A team at Saudi Arabia’s King Abdullah University of Science and Technology (KAUST) has created 10×10 arrays of bright red microLEDs, each only 17×17 µm in area. [Image: Kazuhiro Ohkawa]
Downsizing is a big game in electronics. An advance in LED technology could now open the door to a generation of smaller, yet still high-resolution, displays.
Researchers in Saudi Arabia have created what they view as a promising technique for creating micro-LEDs—ones that measure just 17 µm2 in area. The powerful LEDs, the team believes, could eventually be used in mobile phones and head-mounted monitors (Photon. Res., doi: 10.1364/PRJ.428168).
Smoothing the sidewalls
In the past, attempts to shrink LEDs to micrometer scale have run into fabrication issues that affect the LEDs’ light emission. Defects in the tiny, fragile sidewalls of such LEDs allow current to leak out, lowering the light output, particularly for red microLEDs. This has limited functional LED size to no smaller than 400 µm2.

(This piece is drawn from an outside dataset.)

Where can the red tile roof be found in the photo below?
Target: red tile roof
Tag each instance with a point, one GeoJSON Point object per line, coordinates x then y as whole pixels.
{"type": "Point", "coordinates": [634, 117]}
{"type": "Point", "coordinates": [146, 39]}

The team behind the new work attacked the problem head-on, by finding a way to address the sidewall leaks. The researchers started by carefully laying down indium gallium nitride (InGaN) red LED epitaxial wafers using a metal organic vapor-phase epitaxy (MOVPE) process the lab had pioneered several years back. Then, they used standard photolithography to etch out a 10×10 array of 17×17-µm microLED mesas.
In a final step, the team cleaned up the sidewalls of the red LEDs through a carefully monitored wet chemical etching process. The chemical etching removed the sidewall defects that typically lead to light loss. The researchers evaluated the LEDs with a range of atomic-scale assessments, like scanning and high-resolution transmission electron microscopy. The results showed the sidewalls were defect-free after fabrication, which helped contain and direct the LED’s light.
With the improved sidewalls, the new micro-LEDs significantly improved on the light power output density relative to other micro-LEDs¾jumping from 1 milliwatt per square millimeter to 1.76 milliwatts.
“The highly intense output of red micro-LEDs is the strong point in this paper,” said co-author and research lead Kazuhiro Ohkawa of King Abdullah University of Science and Technology, Saudi Arabia.
All the colors of the rainbow
The researchers also achieved a wide range of emitted colors by using monochromatic arrays, which demonstrated the LEDs’ potential for ultra-high-resolution displays. This was accomplished with arrays made of InGaN, which can emit the three colors¾red, green and blue¾needed to create a full rainbow.
In the future, the researchers plan to continue working on improving the LEDs’ efficiency, as well as on making them smaller.